2. _The white shark taboo_ was another object of terror to a thief.
This was done by plaiting a cocoa-nut leaf in the form of a shark,
adding fins, etc., and this they suspended from the tree. It was
tantamount to an expressed imprecation, that the thief might be
devoured by the white shark the next time he went to fish.

3. _The cross-stick taboo._--This was a piece of any sort of stick
suspended horizontally from the tree. It expressed the wish of the
owner of the tree, that any thief touching it might have a disease
running right across his body, and remaining fixed there till he died.

4. _The ulcer taboo._--This was made by burying in the ground some
pieces of clam-shell, and erecting at the spot three or four reeds,
tied together at the top in a bunch like the head of a man.
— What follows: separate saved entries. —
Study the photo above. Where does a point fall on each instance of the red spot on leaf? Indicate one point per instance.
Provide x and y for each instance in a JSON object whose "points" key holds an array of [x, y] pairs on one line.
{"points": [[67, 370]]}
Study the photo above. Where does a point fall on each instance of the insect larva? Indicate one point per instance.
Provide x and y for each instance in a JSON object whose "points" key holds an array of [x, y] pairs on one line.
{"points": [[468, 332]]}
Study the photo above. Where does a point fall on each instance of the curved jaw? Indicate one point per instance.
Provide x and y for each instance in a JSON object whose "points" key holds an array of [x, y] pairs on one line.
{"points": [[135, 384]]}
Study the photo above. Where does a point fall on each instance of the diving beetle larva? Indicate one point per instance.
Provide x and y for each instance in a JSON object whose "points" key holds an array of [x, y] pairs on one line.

This was
to express the wish and prayer of the owner that any thief might be
laid down with ulcerous sores all over his body. If a thief
transgressed, and had any subsequent swellings or sores, he confessed,
sent a present to the owner of the land, and he, in return, sent back
some native herb, as a medicine, and a pledge of forgiveness.

5. _The tic-doloureux taboo._--This was done by fixing a spear in the
ground close by the trees which the owner wished to guard. It was
expressive of a wish that the thief might suffer from the face and
head agonies of the disease just named.